И сегодня от отчаяния поутру решился на крайность. Нелегко было пойти на такое, но другого не зрел Богдан. Да оно всегда так – где квас, там и гуща. Ежели уж сердце загорелось – трудно человеку свернуть с избранного пути. Только очень сильным это дано, а Богдану страсти дурманили голову. Но страсть – не сила.
Как только московский народ собрался на Пожаре, из Спасских ворот на белоснежном аргамаке вылетел Бельский. На Богдана смотреть было любо-дорого. Шуба соболья с воротником выше головы, золоченый шлем, на каждом пальце блещущие огнями перстни с лалами. На один такой камушек торжище со всеми рядами, лавками, лотками, со всей человеческой требухой с лихвой купишь. И глаза у Бельского горели, как лалы. Соколиный взгляд. За ним с десяток молодцов выскакало, и тоже один другого краше. Коники играли. Из-под копыт дробь рассыпалась. Люди поворотили головы, по торжищу прокатилось:
– Кто это? Кто?
– Бельский, не видишь?
– Богдан! Верхний!
Народ повалил к Бельскому. Всякому интересно взглянуть на бравого да нарядного. Он сильной рукой, так, что только ошметья снежные полетели из-под копыт, осадил коня. Улыбкой расцвел во все лицо. Зачастил лихой скороговоркой:
– Люди московские славные! – И так-то раскатился широко звучным голосом: – Что ж вы шапку ломаете перед Бориской? На царство ходили просить, а он вам чем ответил?
Богдан привстал в стременах, сложил три унизанных перстнями пальца в известную фигуру. Ткнул рукой в народ:
– Вот чем ответил он на просьбу!
Конек веселился под Богданом, прял ушами. Народ таращил глаза, не понимая, к чему бы такому, счастливому, на торжище дурака валять. Посиживай себе в богатых палатах, размягчась душой у теплой печи. Зачем беспокойство? Надсад? За дураков Богдан поторопился их посчитать. Оно конечно, народ московский послушен и терпелив, но глупым его не назовешь. И в глазах у многих любопытство сменилось недоверием. Распаляясь больше и больше, Богдан тыкал рукой на стороны:
– Вот, вот – на все ваше уважение!
Лицо Бельского уже не улыбалось, а было диким. На скулах вспухли желваки, борода встала колом.
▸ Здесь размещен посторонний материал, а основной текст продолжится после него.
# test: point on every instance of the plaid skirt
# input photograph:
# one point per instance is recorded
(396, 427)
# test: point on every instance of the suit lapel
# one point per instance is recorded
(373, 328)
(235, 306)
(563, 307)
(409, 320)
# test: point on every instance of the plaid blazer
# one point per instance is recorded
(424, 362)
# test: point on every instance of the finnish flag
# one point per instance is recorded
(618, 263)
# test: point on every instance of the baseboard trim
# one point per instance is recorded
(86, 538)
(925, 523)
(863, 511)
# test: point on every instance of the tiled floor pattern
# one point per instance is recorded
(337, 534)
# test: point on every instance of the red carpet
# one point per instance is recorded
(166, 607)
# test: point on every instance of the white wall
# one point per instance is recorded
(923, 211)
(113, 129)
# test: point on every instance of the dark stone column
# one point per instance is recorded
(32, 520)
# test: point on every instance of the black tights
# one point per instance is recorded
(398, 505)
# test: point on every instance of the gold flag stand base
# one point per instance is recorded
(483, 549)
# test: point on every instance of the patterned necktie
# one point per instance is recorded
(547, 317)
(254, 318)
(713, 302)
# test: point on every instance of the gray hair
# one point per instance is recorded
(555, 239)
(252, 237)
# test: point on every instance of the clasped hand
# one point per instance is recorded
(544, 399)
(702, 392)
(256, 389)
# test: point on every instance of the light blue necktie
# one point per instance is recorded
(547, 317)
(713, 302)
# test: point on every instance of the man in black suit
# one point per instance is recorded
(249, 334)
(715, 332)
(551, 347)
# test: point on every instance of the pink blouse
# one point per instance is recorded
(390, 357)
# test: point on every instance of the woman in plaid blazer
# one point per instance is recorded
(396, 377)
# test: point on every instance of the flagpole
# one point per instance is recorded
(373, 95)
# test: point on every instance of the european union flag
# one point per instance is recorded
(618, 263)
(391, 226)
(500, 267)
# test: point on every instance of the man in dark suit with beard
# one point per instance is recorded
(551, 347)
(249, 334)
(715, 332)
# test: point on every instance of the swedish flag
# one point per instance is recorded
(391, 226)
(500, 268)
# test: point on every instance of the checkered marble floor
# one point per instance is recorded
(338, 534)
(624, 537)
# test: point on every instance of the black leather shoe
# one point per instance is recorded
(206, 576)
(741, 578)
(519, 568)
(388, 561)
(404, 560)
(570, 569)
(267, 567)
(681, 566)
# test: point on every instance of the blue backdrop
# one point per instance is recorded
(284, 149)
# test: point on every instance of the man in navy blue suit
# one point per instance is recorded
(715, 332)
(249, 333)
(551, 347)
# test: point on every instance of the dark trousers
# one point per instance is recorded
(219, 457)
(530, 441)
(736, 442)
Всколыхнуть московский люд хотел Богдан, поднять его, как взнузданного коня. Бывало такое на Москве. Крикнут – и вспыхнет первая былка, а тогда не удержать. Степным палом заревет огонь, пойдет пластать до окоема, все пожирая жарким пламенем. Бежал когда-то и сам Богдан от такового пожара, вспыхнувшего на московских улицах. А теперь намеревался своею силою вздуть пламя и своею же силою направить его туда, куда ему, Богдану Бельскому, хотелось. Рева людского ждал он. Вот-вот, думал, вырвется страшное из глоток: «А-а-а-а!»
Но забыл Богдан, что для такого за сердце надо зацепить людей. И не о себе думать, а о них. Он-то себя тешил, свою болячку растравлял. Обмануть можно одного, двух, а народ – нельзя. Из толпы ровный голос спросил:
– А что ты нам, московскому люду, скажешь?
Богдан опустил руку, пошарил глазами по лицам и крикнул:
– С испокон веку говорено – одна голова хорошо, а две лучше!..
Тот же ровный голос прервал его:
– Сказка петая. Боярского правления хочешь?
И так это получилось, как ежели бы кто всезнающий продумал и предусмотрел заранее то, что Бельский упрется рогами в закрытые ворота боярские, а закипев, вылетит на торжище и вопрос свой задаст московскому люду. Цвет в цвет было угадано. Отсюда и голос:
– Боярского царства ждешь?
И в голосе том не вопрос, а издевка прозвучала.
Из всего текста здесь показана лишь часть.